On the one hand, the change in social behavior that has taken place cannot be ignored. Social distancing and the fear of infection mean a reduction in the capacity of modes of transportation, the digitization of payments, and significant requirements regarding hygiene and vehicle disinfection. This, in turn, has triggered a trend that will define urban transportation in this crisis: passengers moving from collective transportation to individual vehicles.
In China, for instance, before the outbreak of the new coronavirus, only one in three users preferred to use their personal vehicle rather than public transit regularly. In the post-pandemic world, this percentage has increased to 66%, according to the Ipsos report, Impact of coronavirus to new car purchase in China.
On the other hand, as the data indicates, commuting to workplaces as usual has gone down. This is in large part because most establishments have stayed closed, but it is also due to the rise of working from home. Right now in Spain, around 4% of workers are working remotely, and it is estimated that this percentage could double to 8% or 10% in 2021.
As a result, work-related trips, which make up 60% of the total demand for urban transit, will decrease. In addition, the reduction of trips related to tourism, entertainment, leisure, and shopping must also be considered.

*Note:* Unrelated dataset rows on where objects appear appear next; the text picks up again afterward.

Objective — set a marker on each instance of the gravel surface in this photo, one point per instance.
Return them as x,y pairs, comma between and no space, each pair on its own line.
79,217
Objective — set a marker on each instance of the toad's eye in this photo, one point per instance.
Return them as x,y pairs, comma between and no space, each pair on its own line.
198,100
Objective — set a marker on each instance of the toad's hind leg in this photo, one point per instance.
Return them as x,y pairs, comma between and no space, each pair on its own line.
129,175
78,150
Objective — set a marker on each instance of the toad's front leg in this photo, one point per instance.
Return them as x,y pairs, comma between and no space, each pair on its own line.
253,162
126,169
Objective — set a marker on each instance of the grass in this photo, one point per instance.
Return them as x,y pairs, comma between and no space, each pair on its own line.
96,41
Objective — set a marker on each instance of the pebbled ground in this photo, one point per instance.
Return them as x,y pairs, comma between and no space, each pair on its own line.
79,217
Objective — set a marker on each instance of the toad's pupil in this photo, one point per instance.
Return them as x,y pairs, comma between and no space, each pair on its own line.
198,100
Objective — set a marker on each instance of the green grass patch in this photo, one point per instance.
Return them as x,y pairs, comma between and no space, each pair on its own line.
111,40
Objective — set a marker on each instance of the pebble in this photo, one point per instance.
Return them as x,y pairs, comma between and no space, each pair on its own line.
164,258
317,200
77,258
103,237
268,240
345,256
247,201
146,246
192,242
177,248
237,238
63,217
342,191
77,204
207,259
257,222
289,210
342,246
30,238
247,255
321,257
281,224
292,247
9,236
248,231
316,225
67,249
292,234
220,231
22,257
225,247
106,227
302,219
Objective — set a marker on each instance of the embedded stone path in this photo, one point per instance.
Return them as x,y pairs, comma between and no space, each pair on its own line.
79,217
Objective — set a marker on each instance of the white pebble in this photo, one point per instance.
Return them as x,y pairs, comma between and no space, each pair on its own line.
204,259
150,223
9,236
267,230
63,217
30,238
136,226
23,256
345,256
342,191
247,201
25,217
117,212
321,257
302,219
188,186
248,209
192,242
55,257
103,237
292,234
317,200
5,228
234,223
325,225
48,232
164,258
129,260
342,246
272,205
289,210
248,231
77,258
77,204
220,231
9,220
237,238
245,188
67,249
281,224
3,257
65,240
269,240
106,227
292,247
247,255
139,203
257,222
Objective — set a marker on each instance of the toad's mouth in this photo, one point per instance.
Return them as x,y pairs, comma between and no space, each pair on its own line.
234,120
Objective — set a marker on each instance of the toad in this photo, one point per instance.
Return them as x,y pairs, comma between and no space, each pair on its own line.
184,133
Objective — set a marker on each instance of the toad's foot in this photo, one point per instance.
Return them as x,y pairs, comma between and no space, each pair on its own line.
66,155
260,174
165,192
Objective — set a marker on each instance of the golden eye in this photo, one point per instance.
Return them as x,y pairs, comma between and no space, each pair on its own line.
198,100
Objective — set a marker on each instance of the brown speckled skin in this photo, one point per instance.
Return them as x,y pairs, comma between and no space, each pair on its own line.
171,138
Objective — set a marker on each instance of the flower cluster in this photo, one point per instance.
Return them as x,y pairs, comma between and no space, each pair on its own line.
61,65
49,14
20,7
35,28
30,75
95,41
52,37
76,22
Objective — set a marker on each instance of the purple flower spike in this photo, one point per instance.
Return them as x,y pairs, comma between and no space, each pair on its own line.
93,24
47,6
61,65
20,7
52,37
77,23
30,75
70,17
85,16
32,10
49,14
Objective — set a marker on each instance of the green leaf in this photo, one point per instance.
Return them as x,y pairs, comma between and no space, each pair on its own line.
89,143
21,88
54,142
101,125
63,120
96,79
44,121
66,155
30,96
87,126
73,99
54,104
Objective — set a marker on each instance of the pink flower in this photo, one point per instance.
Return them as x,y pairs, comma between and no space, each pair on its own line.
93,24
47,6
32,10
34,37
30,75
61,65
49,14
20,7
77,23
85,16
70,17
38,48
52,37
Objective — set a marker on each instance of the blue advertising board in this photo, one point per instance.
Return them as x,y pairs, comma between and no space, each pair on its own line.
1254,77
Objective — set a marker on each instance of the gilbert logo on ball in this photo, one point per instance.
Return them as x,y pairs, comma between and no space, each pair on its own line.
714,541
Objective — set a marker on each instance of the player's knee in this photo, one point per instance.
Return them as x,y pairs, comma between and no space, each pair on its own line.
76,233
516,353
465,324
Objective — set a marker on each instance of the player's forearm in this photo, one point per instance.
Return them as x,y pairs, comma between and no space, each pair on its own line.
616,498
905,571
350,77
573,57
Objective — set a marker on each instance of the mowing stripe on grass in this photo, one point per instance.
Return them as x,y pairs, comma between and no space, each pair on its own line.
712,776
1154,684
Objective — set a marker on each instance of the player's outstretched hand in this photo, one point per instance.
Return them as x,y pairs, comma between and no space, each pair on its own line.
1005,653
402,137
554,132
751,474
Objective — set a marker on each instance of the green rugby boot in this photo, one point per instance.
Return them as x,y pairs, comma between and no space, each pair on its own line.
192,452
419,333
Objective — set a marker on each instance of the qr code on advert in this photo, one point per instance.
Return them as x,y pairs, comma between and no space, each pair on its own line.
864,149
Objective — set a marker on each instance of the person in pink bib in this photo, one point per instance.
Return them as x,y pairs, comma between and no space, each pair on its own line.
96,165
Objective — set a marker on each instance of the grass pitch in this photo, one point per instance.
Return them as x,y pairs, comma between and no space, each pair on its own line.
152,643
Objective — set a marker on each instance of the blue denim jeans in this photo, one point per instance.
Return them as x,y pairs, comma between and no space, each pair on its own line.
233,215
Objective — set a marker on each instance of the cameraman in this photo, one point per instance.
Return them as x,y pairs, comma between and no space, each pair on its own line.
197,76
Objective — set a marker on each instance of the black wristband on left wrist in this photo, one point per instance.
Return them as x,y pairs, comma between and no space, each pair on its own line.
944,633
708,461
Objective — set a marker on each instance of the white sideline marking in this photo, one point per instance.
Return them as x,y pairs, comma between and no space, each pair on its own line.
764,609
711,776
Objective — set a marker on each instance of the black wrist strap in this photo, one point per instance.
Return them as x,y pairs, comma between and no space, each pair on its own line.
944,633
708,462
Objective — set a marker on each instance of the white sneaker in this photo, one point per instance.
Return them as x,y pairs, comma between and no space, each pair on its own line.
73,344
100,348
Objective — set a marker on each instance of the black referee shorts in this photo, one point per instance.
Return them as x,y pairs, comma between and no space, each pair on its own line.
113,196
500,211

***Mass bike sharing will be the new norm in urban transit. | Unsplash/Javier de la Maza
According to the data we’ve analyzed, there is a set of likely trends that will shape the future of post-coronavirus mobility:
- Lower demand for public transit due to fear of infection and social distancing. A growing need to work on new models that enable controlling capacity, operating more efficiently, and fully integrating digital payment. At Wondo, we’re already working alongside public transit to develop and promote these types of solutions.
- An initial increase in the use of personal vehicles, given this increasing trend. As soon as a vaccine is available, herd immunity is achieved, or an effective treatment is found, car and motorbike sharing will once again return, as this is the cheapest way to access personal vehicles.
- Bike sharing taking the lead. The need to disinfect and clean vehicles thoroughly to avoid infection will initially curb the use of certain shared mobility systems. Bicycles and scooters are easier to clean, so they would be least affected, followed by motorbikes and finally, cars. The growing use of shared bikes in China and some European cities it is already clear.
- Multimodality will be key to offering an affordable, sustainable alternative to personal vehicles. To be able to provide a solution at peak demand, public transit routes will be integrated with electric bikes, taxis or vehicles for hire, shared motorbikes, and car sharing.
Our prediction is that we will definitely see a clear initial impact on public transit and higher preferences for personal vehicles as much as possible, a trend that will continue in the coming months.
As for personal vehicles, we will see the increase in their use gradually replaced by shared services as we return to normality. Multimodality and mass use of shared bikes will be the new normal in urban transportation.